HLG own about 100 pubs on the east coast, mostly quality pubs and fully tenanted, some with 
pokies and retail liquor outlets...HLG floated in July 2007 at $3.50 per share, they closed today 
at 27c mostly due to there 745 million in debt that needs to be refinanced by Aug 2010.

Anyway they announced (after market close today) that they will not pay a final distribution for 
FY09 saving them about 6 million....i figure they will get smashed tomorrow :dunno:

anyone have an opinion?


----------



## So_Cynical (30 September 2009)

HLG is coming out of a 4 week trading halt tomorrow..there "market update" today was a little more upbeat than there announcement 4 weeks ago when they went into the halt...they seem to be a little more confident about there future, however with the declared loss of 178 million i would imagine there may be some initial weakness in the SP :dunno:

http://www.hlg.com.au/admin/uploads/asx_announcement_29_september_2009.pdf


----------



## So_Cynical (19 November 2009)

HLG sold 5 of its best Pubs yesterday and today the Share price responded to the tune of 42.59%  there not outa the woods yet but there certainly in a much better financial situation.

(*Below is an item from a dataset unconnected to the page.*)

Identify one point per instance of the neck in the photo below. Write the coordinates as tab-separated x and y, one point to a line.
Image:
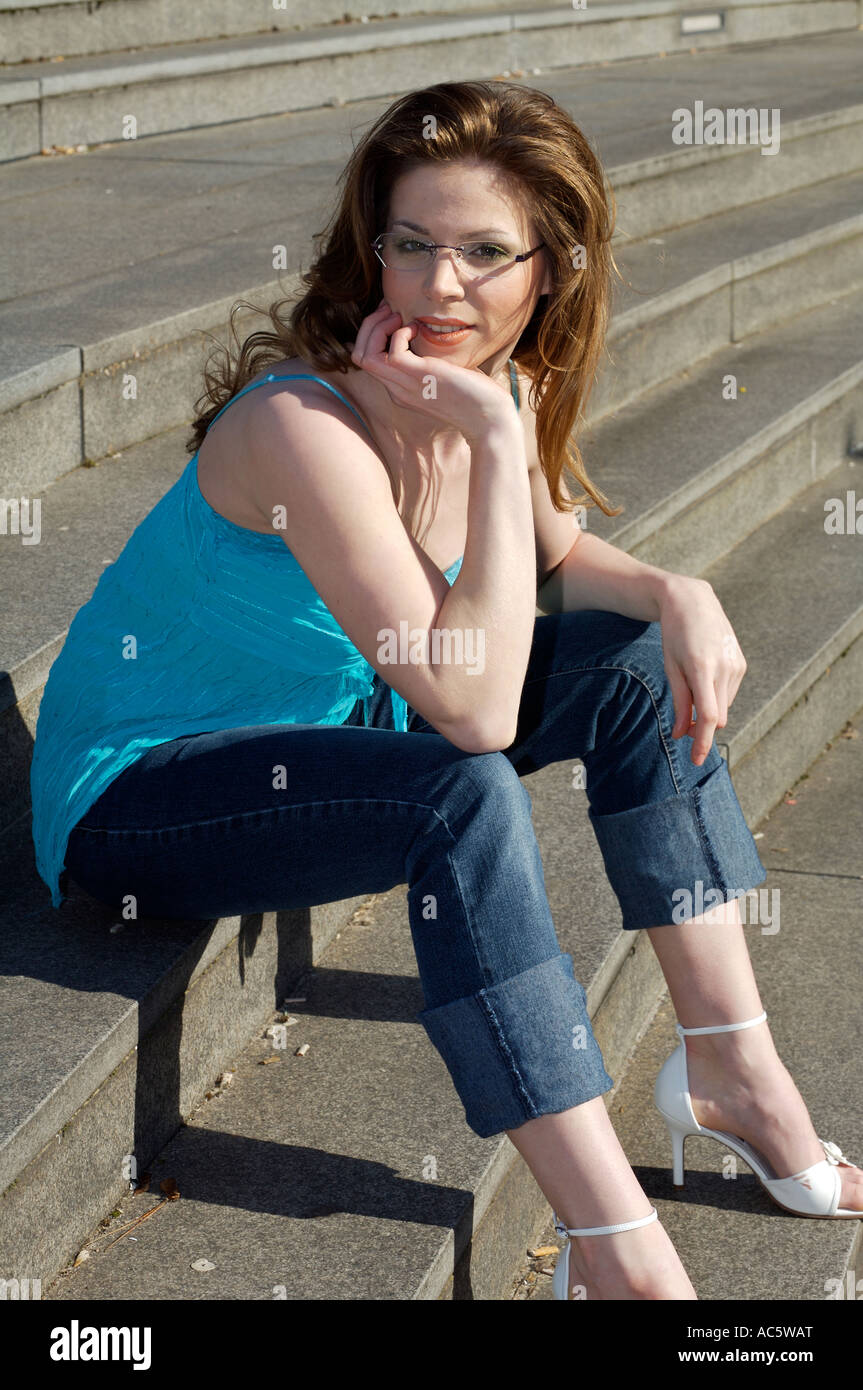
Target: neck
421	432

Spewing i didn't buy in back when they were 17 cents, and again after the halt was lifted for 24 cents....another one that i watched get away from me  closed today at 0.385


----------



## bloomy88 (20 November 2009)

So_Cynical said:


> Spewing i didn't buy in back when they were 17 cents, and again after the halt was lifted for 24 cents....another one that i watched get away from me  closed today at 0.385




Unfortunately over the past year there have been too many of those shares that have increased by dramatic amounts....

What will be the effect on their earnings after selling 5 of their best pubs?


----------



## So_Cynical (20 November 2009)

bloomy88 said:


> What will be the effect on their earnings after selling 5 of their best pubs?




I said best as in position...there earnings would fall by approximately 5 or 6 % i would assume, anyway its the debt and the need to refinance that debt, that is (IMO) subduing the SP.

Yesterdays dramatic upswing is all about the perceived improvement in there financial position....IMO 35 odd mill don't make that much difference. :dunno:


----------



## Joe Blow (11 December 2009)

Hedley Leisure and Gaming Property Fund (HLG) is now known as Redcape Property Group (RPF).


----------